WHAT IS THE STATUTE OF LIMITATIONS FOR INJURY TO A CHILD, ELDERLY INDIVIDUAL, OR DISABLED INDIVIDUAL IN TEXAS?
The limitation period for first degree felony injury to an elderly or disabled individual is ten years. The limitation period for injury to a child is ten years from the injured child’s 18th birthday. If it is charged as anything other than a first degree felony, the limitation period is five years.

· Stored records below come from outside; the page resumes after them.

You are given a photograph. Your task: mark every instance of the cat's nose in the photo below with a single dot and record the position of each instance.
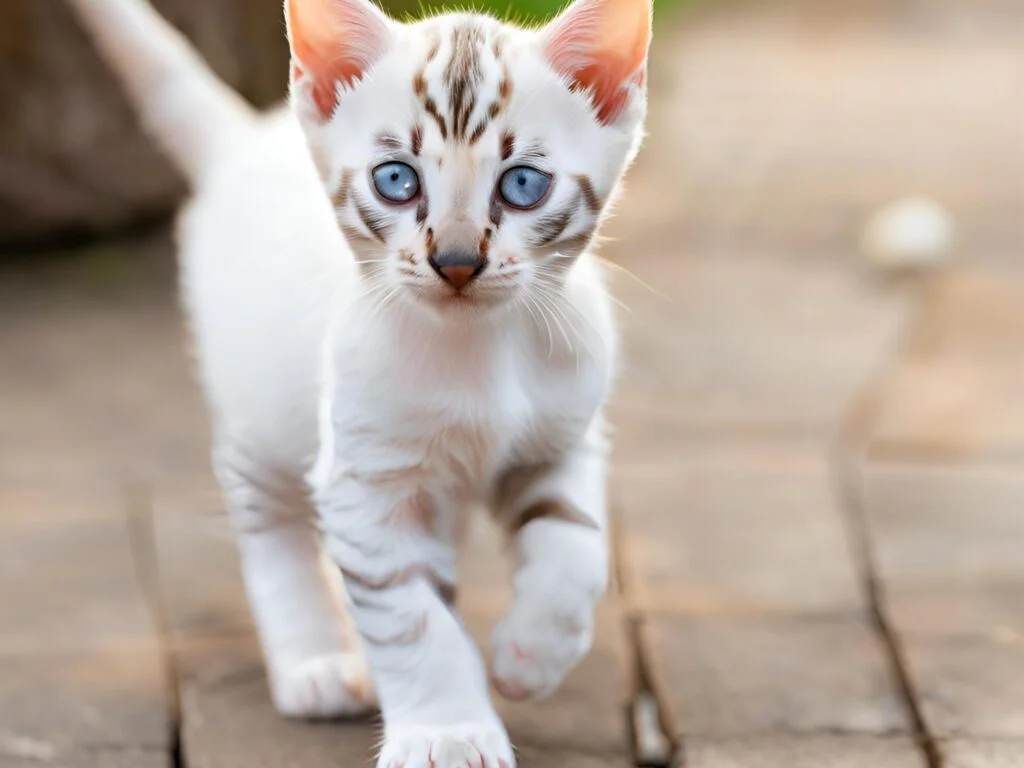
(458, 267)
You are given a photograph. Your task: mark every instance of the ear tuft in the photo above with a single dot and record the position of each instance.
(334, 43)
(601, 47)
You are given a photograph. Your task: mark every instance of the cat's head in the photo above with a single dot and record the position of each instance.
(468, 160)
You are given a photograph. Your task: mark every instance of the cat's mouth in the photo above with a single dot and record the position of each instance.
(442, 296)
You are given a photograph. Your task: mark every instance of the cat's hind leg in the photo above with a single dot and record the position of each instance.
(315, 667)
(557, 520)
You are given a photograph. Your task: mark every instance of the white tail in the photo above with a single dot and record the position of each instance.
(188, 110)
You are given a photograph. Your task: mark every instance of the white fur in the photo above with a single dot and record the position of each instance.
(421, 409)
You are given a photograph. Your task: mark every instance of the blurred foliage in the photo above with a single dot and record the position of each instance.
(526, 12)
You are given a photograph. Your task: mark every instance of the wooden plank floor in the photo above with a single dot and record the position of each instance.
(818, 486)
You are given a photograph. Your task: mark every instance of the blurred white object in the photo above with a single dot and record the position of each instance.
(911, 233)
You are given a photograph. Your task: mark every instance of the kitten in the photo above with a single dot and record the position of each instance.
(394, 274)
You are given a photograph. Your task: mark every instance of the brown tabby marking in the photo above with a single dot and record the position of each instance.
(508, 144)
(354, 235)
(390, 142)
(375, 222)
(589, 194)
(462, 75)
(551, 227)
(431, 107)
(340, 198)
(497, 212)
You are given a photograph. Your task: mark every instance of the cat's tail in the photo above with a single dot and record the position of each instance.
(187, 109)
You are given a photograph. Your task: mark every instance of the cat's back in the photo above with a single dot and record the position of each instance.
(261, 258)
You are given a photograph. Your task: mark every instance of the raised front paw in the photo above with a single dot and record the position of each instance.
(327, 686)
(536, 646)
(463, 745)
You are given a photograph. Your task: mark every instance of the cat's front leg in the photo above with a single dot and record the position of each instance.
(430, 680)
(557, 519)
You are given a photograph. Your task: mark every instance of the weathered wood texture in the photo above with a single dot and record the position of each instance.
(72, 156)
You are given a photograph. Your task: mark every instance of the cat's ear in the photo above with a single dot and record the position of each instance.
(601, 46)
(334, 43)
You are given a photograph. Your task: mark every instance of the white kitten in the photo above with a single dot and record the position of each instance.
(459, 337)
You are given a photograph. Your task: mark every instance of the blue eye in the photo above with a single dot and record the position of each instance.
(523, 187)
(396, 182)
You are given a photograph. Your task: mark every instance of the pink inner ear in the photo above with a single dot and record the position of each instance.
(334, 42)
(602, 46)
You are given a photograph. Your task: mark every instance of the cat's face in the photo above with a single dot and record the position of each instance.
(469, 162)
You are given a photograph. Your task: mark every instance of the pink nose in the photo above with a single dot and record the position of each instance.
(458, 268)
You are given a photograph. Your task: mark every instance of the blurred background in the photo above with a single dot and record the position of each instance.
(819, 457)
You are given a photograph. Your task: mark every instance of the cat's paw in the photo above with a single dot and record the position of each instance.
(465, 745)
(327, 686)
(536, 646)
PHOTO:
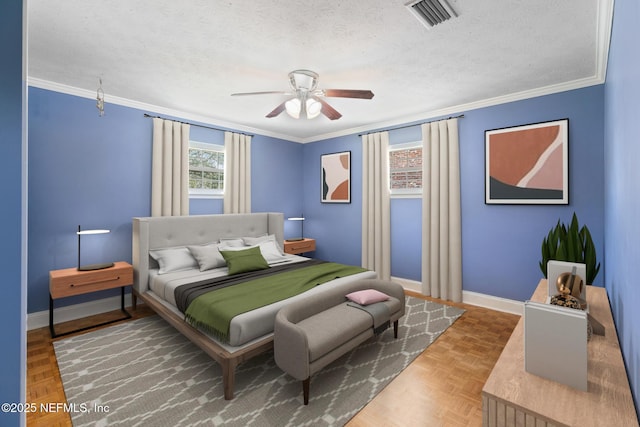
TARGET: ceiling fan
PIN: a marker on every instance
(307, 99)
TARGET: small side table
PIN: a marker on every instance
(299, 246)
(69, 282)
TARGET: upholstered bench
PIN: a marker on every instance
(312, 332)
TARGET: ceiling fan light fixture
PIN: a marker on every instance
(293, 107)
(313, 108)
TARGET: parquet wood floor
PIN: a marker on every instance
(440, 388)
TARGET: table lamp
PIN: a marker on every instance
(90, 267)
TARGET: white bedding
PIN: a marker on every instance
(245, 327)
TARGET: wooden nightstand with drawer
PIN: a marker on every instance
(299, 246)
(70, 282)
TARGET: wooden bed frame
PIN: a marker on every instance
(227, 361)
(162, 232)
(165, 232)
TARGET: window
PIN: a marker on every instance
(405, 169)
(206, 169)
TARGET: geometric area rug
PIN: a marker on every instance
(145, 373)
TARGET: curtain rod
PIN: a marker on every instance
(193, 124)
(409, 126)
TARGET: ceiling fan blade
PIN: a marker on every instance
(272, 92)
(279, 109)
(348, 93)
(328, 110)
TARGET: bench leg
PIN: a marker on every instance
(305, 390)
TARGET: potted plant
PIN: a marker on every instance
(572, 244)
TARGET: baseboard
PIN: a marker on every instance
(494, 303)
(473, 298)
(40, 319)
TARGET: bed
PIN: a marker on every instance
(249, 333)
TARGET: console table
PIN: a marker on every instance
(513, 397)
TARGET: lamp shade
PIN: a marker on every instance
(301, 219)
(293, 107)
(89, 267)
(313, 108)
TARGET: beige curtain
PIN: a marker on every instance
(170, 168)
(441, 223)
(237, 174)
(376, 213)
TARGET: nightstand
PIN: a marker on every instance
(299, 246)
(71, 282)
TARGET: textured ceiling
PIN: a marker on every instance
(188, 57)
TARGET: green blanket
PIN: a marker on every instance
(213, 311)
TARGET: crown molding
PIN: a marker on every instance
(153, 109)
(518, 96)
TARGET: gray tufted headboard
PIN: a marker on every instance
(169, 231)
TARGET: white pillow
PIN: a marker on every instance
(252, 241)
(232, 241)
(173, 259)
(207, 256)
(271, 251)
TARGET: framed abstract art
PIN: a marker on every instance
(336, 177)
(528, 164)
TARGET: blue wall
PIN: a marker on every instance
(499, 242)
(12, 323)
(96, 172)
(622, 178)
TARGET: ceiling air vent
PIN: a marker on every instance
(431, 12)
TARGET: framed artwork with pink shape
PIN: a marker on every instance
(336, 177)
(528, 164)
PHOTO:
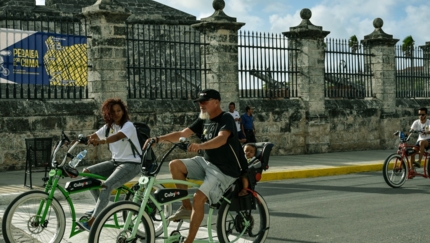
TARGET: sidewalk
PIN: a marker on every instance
(280, 168)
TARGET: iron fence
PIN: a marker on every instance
(267, 67)
(347, 70)
(164, 61)
(42, 56)
(412, 72)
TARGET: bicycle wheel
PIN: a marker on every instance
(22, 224)
(231, 223)
(108, 226)
(395, 171)
(152, 211)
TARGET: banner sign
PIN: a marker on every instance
(30, 57)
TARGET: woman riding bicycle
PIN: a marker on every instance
(423, 125)
(222, 164)
(124, 165)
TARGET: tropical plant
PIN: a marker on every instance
(353, 43)
(408, 46)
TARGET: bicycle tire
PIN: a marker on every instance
(229, 223)
(106, 228)
(395, 171)
(155, 215)
(19, 223)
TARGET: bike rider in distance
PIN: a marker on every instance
(423, 126)
(223, 161)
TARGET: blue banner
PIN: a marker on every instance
(30, 57)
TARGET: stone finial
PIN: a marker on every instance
(219, 14)
(218, 5)
(306, 13)
(378, 23)
(306, 28)
(378, 33)
(378, 36)
(106, 5)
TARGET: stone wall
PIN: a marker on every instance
(310, 123)
(353, 124)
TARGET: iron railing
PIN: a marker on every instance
(164, 61)
(412, 72)
(267, 67)
(347, 70)
(42, 56)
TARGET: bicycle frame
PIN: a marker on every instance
(146, 183)
(402, 151)
(52, 185)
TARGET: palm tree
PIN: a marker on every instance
(408, 46)
(353, 43)
(408, 51)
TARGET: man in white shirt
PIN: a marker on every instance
(236, 116)
(422, 125)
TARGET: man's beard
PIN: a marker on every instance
(204, 115)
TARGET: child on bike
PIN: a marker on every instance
(124, 164)
(250, 149)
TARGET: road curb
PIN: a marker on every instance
(306, 173)
(317, 172)
(5, 199)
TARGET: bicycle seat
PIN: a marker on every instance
(410, 151)
(70, 171)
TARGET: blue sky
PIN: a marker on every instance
(343, 18)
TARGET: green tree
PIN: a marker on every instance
(408, 51)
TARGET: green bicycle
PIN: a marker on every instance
(240, 219)
(39, 214)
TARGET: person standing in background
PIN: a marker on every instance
(236, 116)
(248, 125)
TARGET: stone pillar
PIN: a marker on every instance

INJURY TO A CHILD, ELDERLY INDIVIDUAL, OR DISABLED INDIVIDUAL IN TEXAS
Injury to a child, elderly individual, or disabled individual covers a wide range of conduct. If a person causes physical or mental injury to one of those protected individuals—other than by pure accident—it is possible to be charged with a crime. A person responsible for a protected individual’s care may also be charged with injury by omission if the person fails to adequately care for the individual.
TEXAS INJURY TO A CHILD, ELDERLY INDIVIDUAL, OR DISABLED INDIVIDUAL COURT CASES
The case law in Texas regarding injury to a child, elderly individual, or disabled individual illustrates the statute’s application.

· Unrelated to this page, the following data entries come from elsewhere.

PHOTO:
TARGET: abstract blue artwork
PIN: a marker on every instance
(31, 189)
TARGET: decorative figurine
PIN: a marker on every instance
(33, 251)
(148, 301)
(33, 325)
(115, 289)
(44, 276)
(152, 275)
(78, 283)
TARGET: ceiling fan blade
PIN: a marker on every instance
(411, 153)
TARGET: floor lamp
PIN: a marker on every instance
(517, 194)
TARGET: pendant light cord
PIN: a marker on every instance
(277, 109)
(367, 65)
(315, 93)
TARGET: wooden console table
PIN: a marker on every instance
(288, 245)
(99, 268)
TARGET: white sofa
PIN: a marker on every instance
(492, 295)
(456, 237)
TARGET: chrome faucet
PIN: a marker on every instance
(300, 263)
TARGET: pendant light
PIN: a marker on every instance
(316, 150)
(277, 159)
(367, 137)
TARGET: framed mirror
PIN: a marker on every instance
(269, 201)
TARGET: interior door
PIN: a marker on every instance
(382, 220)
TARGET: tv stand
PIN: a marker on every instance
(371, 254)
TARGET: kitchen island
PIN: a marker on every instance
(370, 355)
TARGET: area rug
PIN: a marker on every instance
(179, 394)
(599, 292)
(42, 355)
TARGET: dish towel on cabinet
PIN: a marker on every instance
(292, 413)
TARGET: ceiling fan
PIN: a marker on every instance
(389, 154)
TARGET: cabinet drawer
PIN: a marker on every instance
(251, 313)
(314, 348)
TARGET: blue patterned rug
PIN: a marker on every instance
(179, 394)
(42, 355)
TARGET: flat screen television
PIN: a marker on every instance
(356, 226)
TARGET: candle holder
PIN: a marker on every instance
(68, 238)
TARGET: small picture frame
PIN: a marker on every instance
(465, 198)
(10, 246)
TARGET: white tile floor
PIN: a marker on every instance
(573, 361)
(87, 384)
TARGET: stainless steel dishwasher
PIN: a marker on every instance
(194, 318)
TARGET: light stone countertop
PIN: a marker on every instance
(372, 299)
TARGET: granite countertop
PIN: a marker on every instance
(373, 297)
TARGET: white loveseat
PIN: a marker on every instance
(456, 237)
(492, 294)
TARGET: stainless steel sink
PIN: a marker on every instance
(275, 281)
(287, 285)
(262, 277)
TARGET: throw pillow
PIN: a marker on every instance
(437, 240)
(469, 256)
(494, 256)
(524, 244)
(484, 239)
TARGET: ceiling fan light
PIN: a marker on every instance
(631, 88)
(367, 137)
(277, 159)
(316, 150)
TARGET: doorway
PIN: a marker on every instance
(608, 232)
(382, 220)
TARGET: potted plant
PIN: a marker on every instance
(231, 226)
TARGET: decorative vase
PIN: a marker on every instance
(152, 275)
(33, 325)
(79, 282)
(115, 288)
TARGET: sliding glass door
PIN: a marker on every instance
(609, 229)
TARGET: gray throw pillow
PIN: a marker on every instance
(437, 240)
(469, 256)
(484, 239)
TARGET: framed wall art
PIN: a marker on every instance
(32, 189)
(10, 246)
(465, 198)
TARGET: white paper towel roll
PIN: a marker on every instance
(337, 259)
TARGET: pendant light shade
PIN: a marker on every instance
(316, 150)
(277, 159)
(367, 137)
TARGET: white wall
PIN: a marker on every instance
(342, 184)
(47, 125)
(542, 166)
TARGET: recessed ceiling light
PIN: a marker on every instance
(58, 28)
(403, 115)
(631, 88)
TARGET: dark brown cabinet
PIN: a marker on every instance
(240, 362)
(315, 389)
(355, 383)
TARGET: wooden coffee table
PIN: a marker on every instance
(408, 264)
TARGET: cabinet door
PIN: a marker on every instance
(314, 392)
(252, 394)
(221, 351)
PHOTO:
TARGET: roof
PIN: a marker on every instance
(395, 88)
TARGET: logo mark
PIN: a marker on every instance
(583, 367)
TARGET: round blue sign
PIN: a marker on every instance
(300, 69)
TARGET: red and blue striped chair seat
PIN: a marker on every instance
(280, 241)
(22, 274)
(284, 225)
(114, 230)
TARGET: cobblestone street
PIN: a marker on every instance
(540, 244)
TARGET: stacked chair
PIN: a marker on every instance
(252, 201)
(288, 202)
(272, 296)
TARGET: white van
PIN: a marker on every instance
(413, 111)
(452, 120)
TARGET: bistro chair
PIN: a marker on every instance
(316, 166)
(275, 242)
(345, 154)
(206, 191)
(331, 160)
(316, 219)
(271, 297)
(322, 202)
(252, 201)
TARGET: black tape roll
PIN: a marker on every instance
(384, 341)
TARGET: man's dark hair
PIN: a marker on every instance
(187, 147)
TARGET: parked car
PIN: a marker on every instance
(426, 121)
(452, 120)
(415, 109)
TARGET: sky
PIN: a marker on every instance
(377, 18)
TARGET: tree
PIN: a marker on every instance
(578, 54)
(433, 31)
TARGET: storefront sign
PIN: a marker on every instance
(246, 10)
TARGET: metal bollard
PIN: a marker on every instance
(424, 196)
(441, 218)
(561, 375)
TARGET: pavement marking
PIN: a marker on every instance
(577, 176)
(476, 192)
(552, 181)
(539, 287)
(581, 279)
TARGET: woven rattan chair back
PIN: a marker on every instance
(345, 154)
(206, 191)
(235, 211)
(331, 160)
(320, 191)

- What is an example of injury to a child by omission? In Proo v. State, a healthy five-year-old child moved in with his father, step-mother, and step-grandmother. Six months later, he died of dehydration, malnutrition, and head trauma. All three adults were convicted of failing to provide adequate nourishment and medical care for the child. The step-grandmother appealed, but the appellate court found she had assumed care, custody, and control of the child by watching him on numerous occasions. By failing to care for the child, she caused serious bodily injury and death to the child by omission.

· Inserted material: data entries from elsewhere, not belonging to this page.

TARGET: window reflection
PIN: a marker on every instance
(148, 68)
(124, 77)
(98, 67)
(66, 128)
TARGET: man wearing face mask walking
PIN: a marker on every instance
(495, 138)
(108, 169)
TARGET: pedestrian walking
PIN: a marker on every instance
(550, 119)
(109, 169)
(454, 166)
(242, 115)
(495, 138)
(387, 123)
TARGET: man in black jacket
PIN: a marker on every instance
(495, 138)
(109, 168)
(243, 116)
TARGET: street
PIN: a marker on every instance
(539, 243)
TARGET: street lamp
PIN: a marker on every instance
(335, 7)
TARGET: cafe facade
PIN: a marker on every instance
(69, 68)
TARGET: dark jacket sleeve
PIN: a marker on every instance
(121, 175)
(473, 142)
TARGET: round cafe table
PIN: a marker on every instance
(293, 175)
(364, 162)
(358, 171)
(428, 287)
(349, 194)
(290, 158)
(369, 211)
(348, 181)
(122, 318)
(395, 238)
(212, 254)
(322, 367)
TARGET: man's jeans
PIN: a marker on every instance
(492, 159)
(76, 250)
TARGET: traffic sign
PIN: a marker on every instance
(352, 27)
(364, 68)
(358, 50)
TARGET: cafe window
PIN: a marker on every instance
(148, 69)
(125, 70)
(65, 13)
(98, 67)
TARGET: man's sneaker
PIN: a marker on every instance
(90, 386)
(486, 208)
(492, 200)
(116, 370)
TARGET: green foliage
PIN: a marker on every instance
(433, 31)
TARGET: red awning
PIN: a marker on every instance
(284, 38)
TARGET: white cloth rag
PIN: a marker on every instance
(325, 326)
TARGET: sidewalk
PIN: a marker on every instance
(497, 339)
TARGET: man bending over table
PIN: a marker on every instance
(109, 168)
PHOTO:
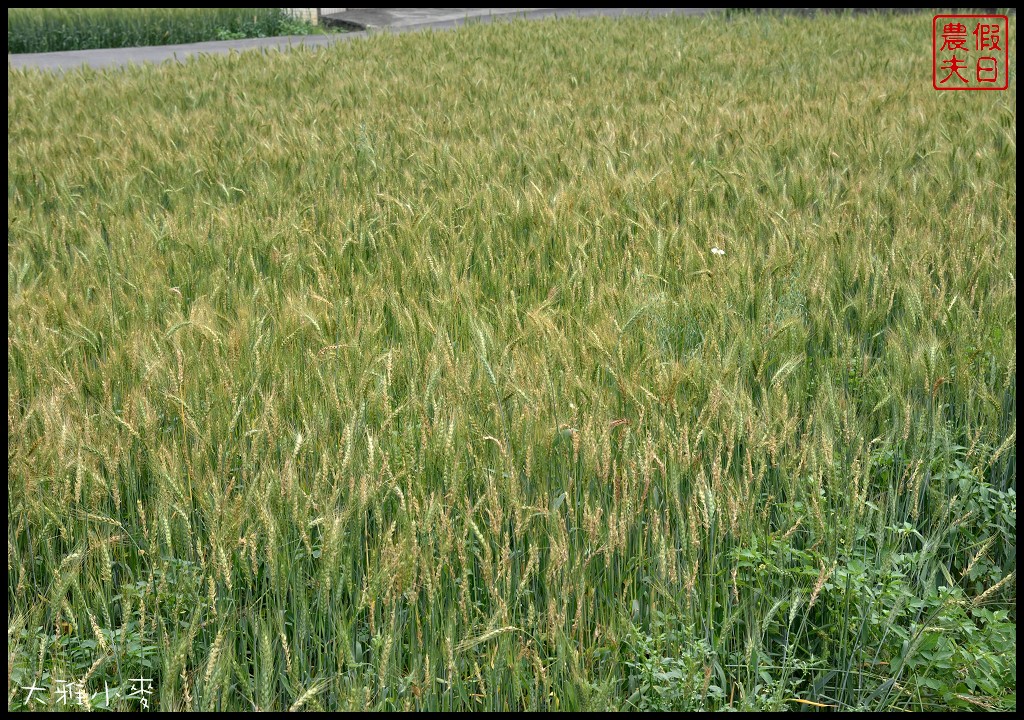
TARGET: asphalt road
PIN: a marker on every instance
(376, 19)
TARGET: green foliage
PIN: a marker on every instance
(400, 374)
(50, 29)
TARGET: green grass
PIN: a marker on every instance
(51, 29)
(400, 374)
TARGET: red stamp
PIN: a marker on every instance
(970, 52)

- Can one be charged with injuring or killing an unborn child? Texas courts have held that a pregnant woman who uses drugs during pregnancy may not be charged with injury to a child. See, e.g., Collins v. State, 890 S.W.2d 893 (Tex. App.—El Paso 1994, no pet.). The Texas Legislature codified this judicial decision, enacting Section 22.12 of the Penal Code in 2003. A mother who uses drugs or other substances during pregnancy cannot be charged with injury to a child.But in Cuellar v. State, the defendant was convicted for intoxication manslaughter after crashing into a pregnant woman’s car. When the woman was rushed to the hospital, doctors delivered a live baby who died shortly thereafter from injuries caused by the crash. The appellate court upheld his conviction.